Central to machine learning solutions is the quality of training data. Faced with the challenge of operating in a multilingual market, Rimi Baltics needed a versatile language model that performed consistently across five languages: Estonian, Latvian, Lithuanian, English, and Russian. To this end, we leveraged 25,000 customer feedback forms in these languages as our foundational dataset.


Our development process was meticulously planned. Firstly, we computed semantic vectors from the text of the 25,000 feedback forms, which were instrumental in creating a robust universal language model. Following this, we rigorously analyzed a range of classification algorithms, selecting the one that most effectively met Rimi Baltics' specific requirements. The next step involved training and validating this algorithm with our dataset, ensuring its accuracy and reliability. Upon achieving satisfactory results, we seamlessly integrated the algorithm into Rimi Baltics' business processes.

The Algorithm's Development Involved 5 Key Steps:

  1. Calculating semantic vectors from texts in five different languages and crafting a universal language model.
  2. Analyzing and identifying the optimal classification algorithm.
  3. Diligently training and validating the algorithm on the training data.
  4. Transferring the algorithm to the client for implementation within their operational framework.

As a result, Rimi Baltics acquired a sophisticated machine learning algorithm capable of categorizing feedback in five languages into 34 distinct categories. This system ensures that feedback in each category is directed to the responsible personnel, facilitating prompt and relevant responses.
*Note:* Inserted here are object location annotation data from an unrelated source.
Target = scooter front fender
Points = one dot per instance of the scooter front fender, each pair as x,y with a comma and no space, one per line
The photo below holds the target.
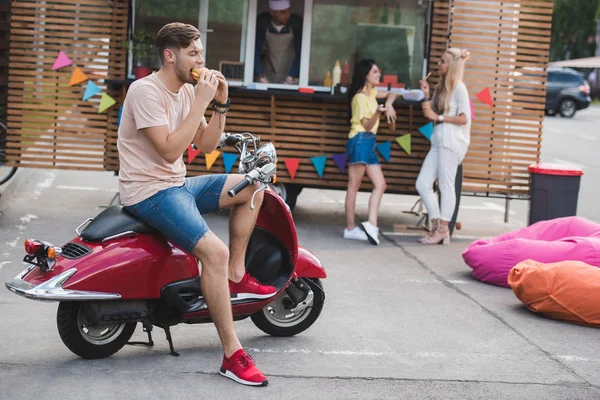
308,265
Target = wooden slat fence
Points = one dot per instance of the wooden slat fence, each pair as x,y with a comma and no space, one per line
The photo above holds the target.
4,40
49,125
509,43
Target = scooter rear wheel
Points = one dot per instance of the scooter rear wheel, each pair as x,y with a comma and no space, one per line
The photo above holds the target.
86,341
275,318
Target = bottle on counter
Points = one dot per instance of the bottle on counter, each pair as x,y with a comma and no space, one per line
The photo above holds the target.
327,81
337,74
345,79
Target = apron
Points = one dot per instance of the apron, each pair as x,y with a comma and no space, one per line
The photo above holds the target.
279,56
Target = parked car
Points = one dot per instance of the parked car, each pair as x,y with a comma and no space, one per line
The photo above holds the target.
566,92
The Impact: Enhanced Efficiency and Customer Satisfaction

The introduction of the algorithm marked a significant shift from the previous manual processing of feedback forms. This automation not only eliminated the need for labor-intensive categorization into 34 groups but also liberated Rimi Baltics' employees from spending about a thousand hours each year on this mundane task.


The most significant gain, however, was the acceleration in the feedback analysis process. The automated system ensures that critical feedback reaches the respective department much faster than before. This efficiency in identifying and addressing issues has led to a notable improvement in customer satisfaction.


In choosing to collaborate with Intelex Insight for an AI-driven solution to analyze incoming feedback, Rimi Baltics made a forward-thinking decision.

A Smooth and Collaborative Journey to Success

The entire project was characterized by a seamless and productive collaboration between Intelex Insight and Rimi Baltics. Rimi Baltics supplied the necessary feedback data, including specifics such as store locations, a comprehensive product group catalog, desired categories, and access to previously manually classified feedback.


At Intelex Insight, our approach was thorough. We computed over 500 semantic language vectors and pinpointed the most effective classification algorithm. This algorithm underwent a rigorous cycle of training, testing, and validation. Along with the model, we provided Rimi Baltics with detailed documentation, supporting them in integrating the new system into their existing business processes.


Upon completion, Rimi Baltics had in their hands a powerful tool that has been saving them nearly a thousand man-hours annually since 2022. The tool has not only expedited the identification of issues and the dissemination of information to relevant personnel but also played a pivotal role in elevating customer satisfaction levels.


Every year, Rimi Baltics processes over 20,000 feedback forms. The introduction of the algorithm has significantly reduced the time and manpower required for this task. The investment in the algorithm's development and implementation paid off within its first year of operation, as the automated system took over the task efficiently. This has allowed employees to redirect their efforts towards more strategic, value-adding activities, further benefiting the company.